Ricordiamoci di chi non c’è mai stato o guardava dalla finestra con il binocolo, e oggi cerca visibilità.

Questa è la domanda che deve risuonare dentro di noi e accompagnarci nei giorni a venire.

Quel senso di sconfitta definitiva è stato accettato, negli anni, da gran parte della popolazione e da alcuni politici.
Occorre fare i conti con l’ipocrisia — passata e presente — con il fallimento di tante coalizioni e di azioni estemporanee mai sistematizzate.

Serve un atteggiamento resistente e ostinato, che, fuori dai proclami e dalla continua esigenza di visibilità, lavori per aggiungere una pietra e costruire una visione di riscatto e di libertà.

Ecco, questo triste anniversario potrebbe — anzi, deve — essere l’occasione per una reale rinascita.

Altrimenti… andate al mare.

Una lettera: un susseguirsi di cadute

Prima la Rivolta (con il saggio Generazione manipolata, cerco di colmare alcune lacune, attraverso i ricordi di chi quegli eventi li ha vissuti dall’interno e tramite la ricerca storica), poi l’Aeroporto, e infine la Reggina Calcio.

Tutto questo perché gli “altri” hanno scelto i cantastorie,
e molti reggini sono rimasti inermi, a subire passivamente,
continuando imperterriti, senza comprendere — né voler comprendere — il perché.

La loro vera natura e complessità sono celate sotto strati di mistero, ambiguità e incertezza.

Nel tentativo di chiarire e risolvere il “problema Reggio”, bisogna accettare che, nonostante le migliori intenzioni e capacità analitiche, forse non riusciremo mai a sondarne del tutto le profondità, né a comprenderne completamente l’impatto sull’esperienza umana.

Ma se riteniamo comunque utile e necessario “far saltare il tappo”, dare libero sfogo agli istinti, essere sinceri con noi stessi — anche a costo di non piacerci quando ci specchiamo —
allora quella generazione è sopita per una giusta causa:
consentire ai reggini di essere ciò che sono.
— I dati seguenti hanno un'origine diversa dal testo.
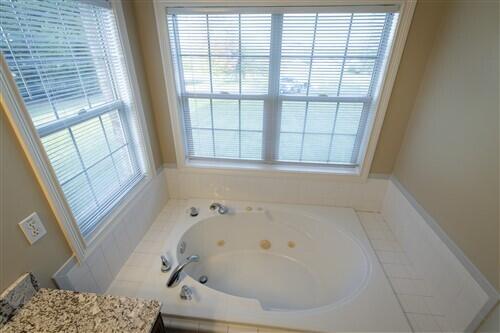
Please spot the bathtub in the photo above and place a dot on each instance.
(297, 267)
Nel bene e nel male.

Non è un bello spettacolo, va detto.
Ma è una rappresentazione più realistica della goffaggine dei palazzi dirimpettai.

Dobbiamo pretendere la verità su noi stessi.
Non tanto sullo Stato o sui palazzi del potere, ma su noi stessi, sì.
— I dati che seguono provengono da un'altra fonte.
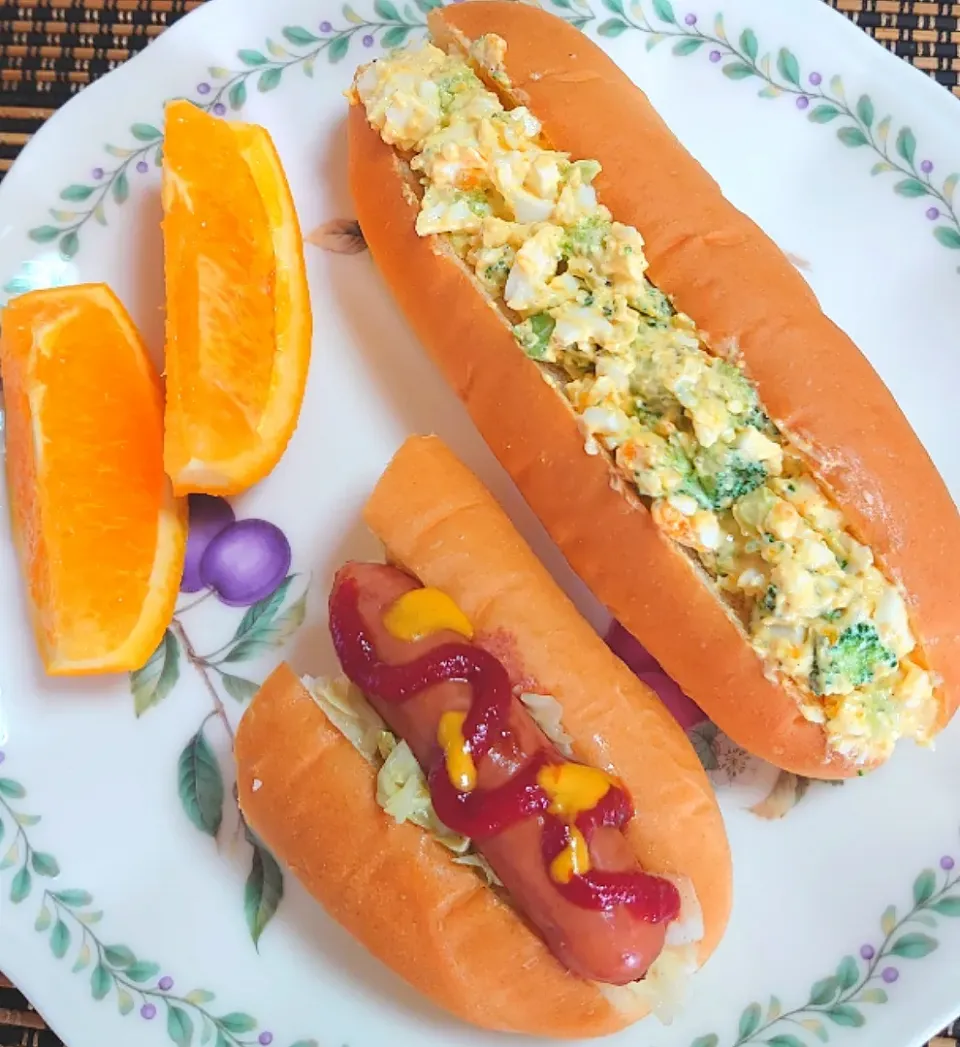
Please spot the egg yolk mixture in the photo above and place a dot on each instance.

In altri termini, nella lotta all’indifferenza, all’ambiguità e alla superficialità, l’obiettivo non è negare la realtà dell’altro o dell’avversario,
ma trovare un cammino verso quel particolare tipo di speranza che Bernanos ha descritto così:

“La più nobile manifestazione della speranza è il superamento della disperazione.”

Sperare è un rischio.
Richiede coraggio, reazione, impegno.
Ma è solo per questa via che si ritrova il senso smarrito della vita,
e si fa tacere l’urlo della disperazione
che è segno di perdita.

Certo, questo cammino di ripresa è spesso arduo,
ma si incontra una nuova aurora.

Perciò, mi chiedo — e vi chiedo — cosa bisogna fare, di fattivo, per far risorgere il reggino,
considerato che, prima o poi, gli argini saltano.
La natura non è contenibile.

Il vassallaggio della classe dirigente reggina a poteri estranei agli interessi reali del territorio completa il quadro.

Siamo attorniati da una folla di inadeguati e invidiosi, anche nei semplici “Mi piace”.
Ma soprattutto: non permettiamo più che si raccontino inesattezze e banalità da parte di quei “cucitori di canti altrui”,
che oggi stanno da una parte, e domani dall’altra.

Ma nulla accade.

Il risorgere della città non s’ha da fare.
È come un coup de foudre — un colpo di fulmine — che balena, ma non deflagra.

Un arrivederci.
E un “non so quando ci rivedremo.”

Nota finale:
Coup de foudre = colpo di fulmine
– Sintesi di articoli di Michele Serra (La grande mutanda italiana, Il Venerdì di Repubblica, 21 luglio 2023) e altri: Franco Calabrò, Santo Strati, Bruno Tucci, Pasquale Amato – Calabria Live Speciale: Le lacrime di Reggio, 14 luglio 2023.